Dr. Wagner hat im März 2011 die Prüfung zum "Kinder-Lungenfacharzt" abgelegt. Besondere Kompetenz besteht somit z.B. für folgende Fragestellungen: Diagnostik und Therapie des Asthma bronchiale, allergische Atemwegserkrankungen / Hyposensibilisierung, Abklärung eines chronischen Hustens, seltene Lungenerkrankungen u.v.a. Wir arbeiten auch auf Zuweisung anderer Ärzte. Das diagnostische Angebot besteht in kinderpneumologischer Anamnese, Untersuchung, Lungenfunktion inkl. Ganzkörperplethysmografie und Belastungs-Lungenfunktion, Ekg und Allergie-Diagnostik inkl. Provokations-Testungen.


Neues Hör-Test-Gerät für Neugeborene und Kinder bis 4 Jahre

Ein relevanter Hörschaden wird bei Kindern häufig doch noch zu spät vermutet. Meist bemerkt die Mutter als Erste das mangelnde Hörvermögen, vor allem bei ausbleibender Sprachentwicklung.
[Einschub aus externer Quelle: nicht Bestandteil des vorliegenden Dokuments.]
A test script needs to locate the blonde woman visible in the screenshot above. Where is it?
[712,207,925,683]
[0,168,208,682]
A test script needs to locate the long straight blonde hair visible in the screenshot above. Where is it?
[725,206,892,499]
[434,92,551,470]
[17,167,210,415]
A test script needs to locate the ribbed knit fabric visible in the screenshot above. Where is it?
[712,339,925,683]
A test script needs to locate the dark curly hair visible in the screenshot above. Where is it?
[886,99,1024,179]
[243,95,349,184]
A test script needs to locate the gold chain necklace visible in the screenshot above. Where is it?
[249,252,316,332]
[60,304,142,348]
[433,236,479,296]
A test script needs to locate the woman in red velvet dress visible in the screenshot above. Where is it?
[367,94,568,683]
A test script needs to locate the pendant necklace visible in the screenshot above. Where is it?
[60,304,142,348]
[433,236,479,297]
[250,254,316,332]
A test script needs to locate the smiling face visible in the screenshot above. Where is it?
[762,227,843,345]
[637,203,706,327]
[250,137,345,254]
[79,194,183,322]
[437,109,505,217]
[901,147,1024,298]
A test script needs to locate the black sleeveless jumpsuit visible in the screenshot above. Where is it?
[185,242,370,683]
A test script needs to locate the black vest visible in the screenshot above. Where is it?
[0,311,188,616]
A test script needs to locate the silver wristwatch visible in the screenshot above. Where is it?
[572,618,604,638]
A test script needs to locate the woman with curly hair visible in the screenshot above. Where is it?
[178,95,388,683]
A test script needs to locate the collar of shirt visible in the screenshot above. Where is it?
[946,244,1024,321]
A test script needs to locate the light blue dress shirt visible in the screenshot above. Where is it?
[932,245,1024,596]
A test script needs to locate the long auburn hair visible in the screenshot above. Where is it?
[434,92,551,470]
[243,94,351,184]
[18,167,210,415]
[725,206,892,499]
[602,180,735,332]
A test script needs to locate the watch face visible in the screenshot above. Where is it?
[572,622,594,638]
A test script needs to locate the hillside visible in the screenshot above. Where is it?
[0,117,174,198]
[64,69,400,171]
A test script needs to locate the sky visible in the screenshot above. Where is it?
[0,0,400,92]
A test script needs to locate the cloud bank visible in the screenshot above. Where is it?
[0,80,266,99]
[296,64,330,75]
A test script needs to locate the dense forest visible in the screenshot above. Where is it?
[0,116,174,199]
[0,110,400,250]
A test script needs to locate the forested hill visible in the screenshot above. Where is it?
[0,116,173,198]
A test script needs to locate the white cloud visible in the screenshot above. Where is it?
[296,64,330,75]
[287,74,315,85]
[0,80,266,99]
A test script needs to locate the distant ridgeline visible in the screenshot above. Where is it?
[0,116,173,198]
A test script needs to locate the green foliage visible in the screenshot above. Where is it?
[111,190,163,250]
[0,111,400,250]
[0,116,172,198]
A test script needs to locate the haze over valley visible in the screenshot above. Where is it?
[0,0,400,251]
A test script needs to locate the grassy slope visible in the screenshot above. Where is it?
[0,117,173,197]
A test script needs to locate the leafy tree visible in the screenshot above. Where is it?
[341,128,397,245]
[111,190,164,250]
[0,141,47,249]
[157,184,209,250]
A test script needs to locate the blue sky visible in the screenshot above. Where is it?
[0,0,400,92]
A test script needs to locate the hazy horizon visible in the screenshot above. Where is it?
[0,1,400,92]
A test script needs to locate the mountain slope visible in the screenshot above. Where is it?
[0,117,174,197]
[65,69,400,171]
Aber gerade die frühe Erkennung und Behandlung einer Hörstörung kann die Sprachentwicklung sehr wesentlich günstig beeinflussen bzw. eine irreversible Sprachentwicklungsstörung verhindern. Mit einer Häufigkeit von 1-2 ‰ ist die Hörstörung die häufigste angeborene Erkrankung. Dabei sind nicht nur Kinder mit Risikofaktoren, sondern zu 50% auch Neugeborene ohne andere Auffälligkeiten betroffen. Bei Ihrem Kind wurde deshalb durch die Geburtsklinik ein Hörtest (OAE) durchgeführt. Bei Auffälligkeiten dieser Testung wird heute allgemein ein „höherwertigerer“ Test (BERA) als Kontroll-Untersuchung empfohlen. Diesen können wir Ihnen nun auch als Kassenleistung anbieten.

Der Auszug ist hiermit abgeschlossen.